By the 1980s he was back in North Carolina with a master’s in public health from the University of North Carolina at Chapel Hill and a teaching position at East Carolina University, where today he is a professor emeritus in the university’s Division of Health Sciences.
He had just begun his career at ECU when a friend, Frank Adams, another founding member of the federation, told him about plans to strip mine peat in Hyde County and suggested he help the federation fight the proposal. “Well, I didn’t know what peat farming was even though I had been born and raised in eastern North Carolina,” Ensley said.

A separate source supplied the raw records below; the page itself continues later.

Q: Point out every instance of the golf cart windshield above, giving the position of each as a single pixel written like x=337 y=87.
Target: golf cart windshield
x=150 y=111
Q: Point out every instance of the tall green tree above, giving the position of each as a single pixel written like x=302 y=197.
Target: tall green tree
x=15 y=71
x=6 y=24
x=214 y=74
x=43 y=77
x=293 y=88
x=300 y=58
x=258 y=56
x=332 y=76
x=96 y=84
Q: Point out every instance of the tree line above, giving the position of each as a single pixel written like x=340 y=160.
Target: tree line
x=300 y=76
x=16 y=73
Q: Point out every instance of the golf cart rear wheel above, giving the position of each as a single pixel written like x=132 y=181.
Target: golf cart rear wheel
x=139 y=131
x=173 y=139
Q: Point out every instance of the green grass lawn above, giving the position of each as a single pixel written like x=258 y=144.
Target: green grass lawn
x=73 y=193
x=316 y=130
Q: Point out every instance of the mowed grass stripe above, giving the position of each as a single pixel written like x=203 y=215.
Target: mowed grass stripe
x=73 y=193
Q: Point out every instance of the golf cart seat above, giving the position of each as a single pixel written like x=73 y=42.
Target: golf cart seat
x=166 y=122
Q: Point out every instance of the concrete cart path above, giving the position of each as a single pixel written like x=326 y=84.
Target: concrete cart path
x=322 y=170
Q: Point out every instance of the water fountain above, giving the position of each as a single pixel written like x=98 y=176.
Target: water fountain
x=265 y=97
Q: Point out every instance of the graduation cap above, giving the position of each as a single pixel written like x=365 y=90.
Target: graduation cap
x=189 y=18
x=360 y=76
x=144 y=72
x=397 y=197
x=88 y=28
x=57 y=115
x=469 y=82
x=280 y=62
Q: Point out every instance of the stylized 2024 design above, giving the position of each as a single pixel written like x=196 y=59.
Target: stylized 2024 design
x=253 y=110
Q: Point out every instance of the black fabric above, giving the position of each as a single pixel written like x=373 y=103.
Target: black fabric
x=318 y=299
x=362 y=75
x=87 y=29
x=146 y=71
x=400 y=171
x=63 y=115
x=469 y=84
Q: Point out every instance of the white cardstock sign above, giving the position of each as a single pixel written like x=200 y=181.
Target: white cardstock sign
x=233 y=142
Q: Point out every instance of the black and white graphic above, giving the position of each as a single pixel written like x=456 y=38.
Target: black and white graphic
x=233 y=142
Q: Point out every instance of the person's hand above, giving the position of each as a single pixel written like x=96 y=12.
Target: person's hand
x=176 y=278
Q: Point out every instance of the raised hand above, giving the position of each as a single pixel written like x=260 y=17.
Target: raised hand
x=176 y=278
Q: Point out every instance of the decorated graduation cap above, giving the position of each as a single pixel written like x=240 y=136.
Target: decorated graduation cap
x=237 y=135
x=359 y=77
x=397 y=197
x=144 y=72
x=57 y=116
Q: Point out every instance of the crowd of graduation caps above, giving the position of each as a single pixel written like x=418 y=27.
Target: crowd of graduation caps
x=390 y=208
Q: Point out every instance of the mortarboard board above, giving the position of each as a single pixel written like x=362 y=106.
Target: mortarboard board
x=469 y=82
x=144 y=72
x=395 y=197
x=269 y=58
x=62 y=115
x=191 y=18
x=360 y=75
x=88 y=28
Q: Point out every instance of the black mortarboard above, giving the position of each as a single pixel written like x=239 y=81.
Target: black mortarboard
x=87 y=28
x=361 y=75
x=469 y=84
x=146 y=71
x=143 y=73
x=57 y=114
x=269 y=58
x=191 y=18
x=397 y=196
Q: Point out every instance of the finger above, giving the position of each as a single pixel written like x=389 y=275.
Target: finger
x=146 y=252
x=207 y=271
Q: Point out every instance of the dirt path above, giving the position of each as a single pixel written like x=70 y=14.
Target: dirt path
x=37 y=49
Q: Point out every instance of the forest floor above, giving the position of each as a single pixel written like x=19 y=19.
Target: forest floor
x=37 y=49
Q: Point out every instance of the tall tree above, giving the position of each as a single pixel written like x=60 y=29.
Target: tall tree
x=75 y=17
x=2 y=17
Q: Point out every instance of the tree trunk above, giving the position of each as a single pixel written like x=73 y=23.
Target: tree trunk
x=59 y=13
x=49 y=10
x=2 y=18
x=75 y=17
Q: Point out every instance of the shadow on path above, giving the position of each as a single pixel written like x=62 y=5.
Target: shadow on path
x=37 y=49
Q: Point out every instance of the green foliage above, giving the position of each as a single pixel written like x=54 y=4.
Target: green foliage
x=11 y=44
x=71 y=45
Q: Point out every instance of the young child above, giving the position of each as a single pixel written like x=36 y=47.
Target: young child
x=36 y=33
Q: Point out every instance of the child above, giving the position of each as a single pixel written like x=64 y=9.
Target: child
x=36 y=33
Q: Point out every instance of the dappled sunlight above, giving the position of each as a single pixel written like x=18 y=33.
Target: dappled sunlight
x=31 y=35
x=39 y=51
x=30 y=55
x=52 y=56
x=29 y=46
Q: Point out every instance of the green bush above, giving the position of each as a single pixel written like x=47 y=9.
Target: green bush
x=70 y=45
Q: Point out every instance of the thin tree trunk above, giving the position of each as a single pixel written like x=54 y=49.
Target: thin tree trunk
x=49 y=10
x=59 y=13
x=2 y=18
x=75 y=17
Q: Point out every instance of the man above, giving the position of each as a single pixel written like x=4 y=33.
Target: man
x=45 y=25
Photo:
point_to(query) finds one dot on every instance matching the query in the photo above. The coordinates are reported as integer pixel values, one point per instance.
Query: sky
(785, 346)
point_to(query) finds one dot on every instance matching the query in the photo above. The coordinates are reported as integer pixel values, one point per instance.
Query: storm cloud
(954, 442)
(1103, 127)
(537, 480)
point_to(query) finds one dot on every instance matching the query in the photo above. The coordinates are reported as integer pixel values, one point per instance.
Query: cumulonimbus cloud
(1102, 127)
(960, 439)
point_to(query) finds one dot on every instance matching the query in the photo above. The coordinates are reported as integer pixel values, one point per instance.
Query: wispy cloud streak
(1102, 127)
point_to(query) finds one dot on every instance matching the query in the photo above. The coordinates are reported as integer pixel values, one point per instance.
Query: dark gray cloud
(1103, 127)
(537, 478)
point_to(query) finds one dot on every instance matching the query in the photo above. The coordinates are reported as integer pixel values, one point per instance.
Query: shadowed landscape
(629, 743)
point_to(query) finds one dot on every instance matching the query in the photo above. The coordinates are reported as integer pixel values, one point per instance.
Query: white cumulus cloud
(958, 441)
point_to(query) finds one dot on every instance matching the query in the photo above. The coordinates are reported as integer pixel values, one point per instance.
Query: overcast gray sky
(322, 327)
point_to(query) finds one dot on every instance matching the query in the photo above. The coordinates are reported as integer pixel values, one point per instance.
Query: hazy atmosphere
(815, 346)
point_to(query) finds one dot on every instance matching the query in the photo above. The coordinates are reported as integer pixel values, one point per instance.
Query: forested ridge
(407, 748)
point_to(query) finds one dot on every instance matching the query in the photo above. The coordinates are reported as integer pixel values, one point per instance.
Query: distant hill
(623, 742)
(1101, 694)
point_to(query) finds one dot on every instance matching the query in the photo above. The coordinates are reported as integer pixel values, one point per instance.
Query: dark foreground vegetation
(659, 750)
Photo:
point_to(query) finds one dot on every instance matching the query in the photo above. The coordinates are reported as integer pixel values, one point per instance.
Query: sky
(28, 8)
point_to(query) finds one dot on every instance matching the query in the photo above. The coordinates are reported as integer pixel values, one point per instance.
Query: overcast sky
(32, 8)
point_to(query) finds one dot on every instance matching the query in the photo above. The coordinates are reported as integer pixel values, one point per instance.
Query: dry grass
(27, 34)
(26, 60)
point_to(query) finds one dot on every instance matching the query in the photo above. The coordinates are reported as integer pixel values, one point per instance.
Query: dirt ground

He learned that peat farming would strip the topsoil off hundreds of thousands of acres of farmland and change the ecology of the waters that were essential to the life of the communities along Pamlico Sound. As he learned about the effects the plan would have, his background in community activism came to the fore. “My interest is really about a community interest action model,” is his description.
Using that model, Ensley, the federation board and staff began talking to people in the small towns and villages and to farmers in the area. “We were able to get communities understanding what we were trying to convince the federal government not to engage in,” he says. “Through not just my leadership, but the board and other people in Raleigh we were able to convince the people in the fishing industry, crabbers how it was going to affect the estuaries.”
The battle to protect the farmland and estuaries took a number of years but was ultimately successful. The federation has continued its work in Hyde County and currently is working with local farmers to restore 2,750 acres of wetlands.
The original battle over the use of the land was, to Ensley, classic community organizing, going back to his first job after college. “We’re taught as a CAT (Community Activist Technician) you do not speak for the community. You assist,” he explains. “Your program may be the best program in the world, but if people have not been engaged in putting that proposal together and feel that they don’t feel they have ownership of it they’re not loyal to it.”
The community action model that the first battle the federation fought is a one that Ensley continues to champion. Although looking over the 30 plus years of the federation’s history, he sees a change in how the organization has come to be viewed.
“I think initially people saw us as a threatening entity,” he says. “But as we built strong relationships, not only in the community but in Raleigh, Chapel Hill and federal government, with nonprofits and others, we were able to convince people that we were not against progress. In fact we’re for progress . . . We weren’t just rhetorical. We weren’t just about stirring up people’s fears.”
As he looks to the future of the federation, Ensley sees both the hope and the concerns.
“Our communication with our leadership will have to continue to be to be encouraged, promoted,” he says. “We need to strengthen relationships with our communities to get their continued support. We’re going to have to continue to enhance our environmental programs and build strength with our younger generation. We’re going to have to be proactive in areas that have not necessarily been identified yet as environmental areas to be explored and looked at. We’re going to have to make sure that our pursuit of environmental changes are changes are that are going to benefit all citizens.”